Отто несколько мгновений словно завороженный смотрел на этот кровавый поток, а потом бросился прочь из дома.
Вечер был прохладен, из окна Глеб наблюдал за облитыми светом реклам улицами, асфальт отражал их. Царство капитала – подумал он. Жизнь, на которую он оглядывался сейчас, показалась вдруг пустой и бессмысленной. И ничто не отвечало первоначальным замыслам. Планам, надеждам. Подступала хандра, которую он, обычно собранный и волевой, не выносил. Он встряхнулся. Открыв свою дорожную сумку, вытащил бутылку виски и, откинувшись на кровати со стаканом в руке, уставился в телевизор, ничего не видя перед собой. Как там в старом анекдоте про Штирлица, который на банкете у Гиммлера нажрался в доску, чтобы чувствовать себя как дома? Он здесь навроде Штирлица, только война давно закончилась. А кто выиграл ее, так и осталось под вопросом. Глеб чтил память советских солдат, погибших во время Великой Отечественной.
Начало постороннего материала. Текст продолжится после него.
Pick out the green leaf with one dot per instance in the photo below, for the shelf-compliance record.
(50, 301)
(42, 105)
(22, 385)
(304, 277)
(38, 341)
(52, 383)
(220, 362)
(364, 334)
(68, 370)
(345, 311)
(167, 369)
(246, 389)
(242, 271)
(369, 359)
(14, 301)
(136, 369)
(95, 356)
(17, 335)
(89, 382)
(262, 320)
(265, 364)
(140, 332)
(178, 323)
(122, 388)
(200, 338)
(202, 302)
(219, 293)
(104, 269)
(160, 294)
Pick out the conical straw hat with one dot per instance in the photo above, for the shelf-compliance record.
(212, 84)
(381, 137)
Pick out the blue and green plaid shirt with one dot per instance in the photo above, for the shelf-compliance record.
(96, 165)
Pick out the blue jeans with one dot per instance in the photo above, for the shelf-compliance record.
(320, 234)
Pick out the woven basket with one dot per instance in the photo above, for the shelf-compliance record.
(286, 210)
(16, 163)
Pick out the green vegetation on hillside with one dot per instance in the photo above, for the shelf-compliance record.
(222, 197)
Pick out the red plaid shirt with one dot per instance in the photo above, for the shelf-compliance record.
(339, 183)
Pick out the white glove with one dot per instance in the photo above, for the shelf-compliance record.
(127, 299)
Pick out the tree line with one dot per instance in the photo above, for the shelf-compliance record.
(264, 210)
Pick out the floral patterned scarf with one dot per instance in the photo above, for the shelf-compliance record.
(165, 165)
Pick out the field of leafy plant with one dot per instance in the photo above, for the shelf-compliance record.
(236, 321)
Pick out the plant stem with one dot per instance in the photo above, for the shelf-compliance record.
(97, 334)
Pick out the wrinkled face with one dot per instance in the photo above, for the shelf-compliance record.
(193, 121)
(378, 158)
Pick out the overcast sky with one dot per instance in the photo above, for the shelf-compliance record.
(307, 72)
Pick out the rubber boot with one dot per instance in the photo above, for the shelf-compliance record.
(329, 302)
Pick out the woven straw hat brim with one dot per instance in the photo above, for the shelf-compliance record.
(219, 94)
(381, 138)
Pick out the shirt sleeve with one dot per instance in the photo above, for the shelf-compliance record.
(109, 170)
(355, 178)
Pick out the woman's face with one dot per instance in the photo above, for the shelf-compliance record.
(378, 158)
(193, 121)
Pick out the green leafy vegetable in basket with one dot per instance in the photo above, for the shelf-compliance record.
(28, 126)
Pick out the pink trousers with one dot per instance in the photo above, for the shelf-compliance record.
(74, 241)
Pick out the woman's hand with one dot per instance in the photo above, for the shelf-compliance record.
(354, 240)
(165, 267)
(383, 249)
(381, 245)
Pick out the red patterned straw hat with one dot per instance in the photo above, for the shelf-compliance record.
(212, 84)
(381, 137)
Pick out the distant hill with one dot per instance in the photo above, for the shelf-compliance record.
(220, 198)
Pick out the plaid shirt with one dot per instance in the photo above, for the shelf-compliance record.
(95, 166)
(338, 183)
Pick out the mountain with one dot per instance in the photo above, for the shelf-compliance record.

Только странно было видеть немецких стариков, воевавших когда-то и на Восточном фронте, которые жили сейчас во много раз лучше народа-победителя. Странно было видеть своих ветеранов, идущих в коммунистических колоннах и словно не замечающих в соседних рядах доморощенных неонацистов. Мир словно сдвинулся. А может… Может, всегда был таким. Просто это не бросалось в глаза. Глеб не любил философствовать. Поэтому он и любил еще совсем недавно свою работу в Конторе. Любил больше жизни, которую на этой работе было легче потерять, чем сохранить! Любил, потому что все было просто и понятно. Все изменилось, когда в Конторе и его жизни появилась она. Глеб не желал этой любви – чувствовал, что все тогда полетит к черту. Но видимо, годы работы на Лаевского не убили в нем ни мужчину, ни вообще – человека. И он влюбился. Влюбился так, что готов был на все, включая предательство. Помнится, был такой шпионский роман «Русский дом», где британский литератор, прибывший с заданием родной разведки в Россию, влюбляется в русскую переводчицу и, чтобы вызволить ее из лап КГБ, отдает Комитету важные документы, ради которых и приехал. Глеб видел экранизацию с Шоном Коннери, и она его в момент просмотра страшно разозлила. Человек, предавший интересы страны ради собственной интрижки, по воле авторов выглядел едва ли не героем. Однако сейчас он понял, что оказался на месте старика Коннери, вернее – его персонажа. И ради Анжелики может слить все секреты, которые только окажутся в его руках. Размяк, тряпка, выговаривал он себе беззлобно. Что бы отец на это сказал?! «Я тебя породил, я тебя и убью!»
Он отставил бутылку.
Возвращаясь от Мартина, Отто насвистывал мелодию популярного шлягера. Это не было бравадой закоренелого убийцы. Когда тело Мартина осело на пол гостиной, заливая кровью ковер, когда оно еще дрожало в смертельной агонии – Отто казалось, что его сейчас стошнит. И сейчас его все еще била дрожь. Он вернул машину в прокат – бросить ее значило навести на след полицейских.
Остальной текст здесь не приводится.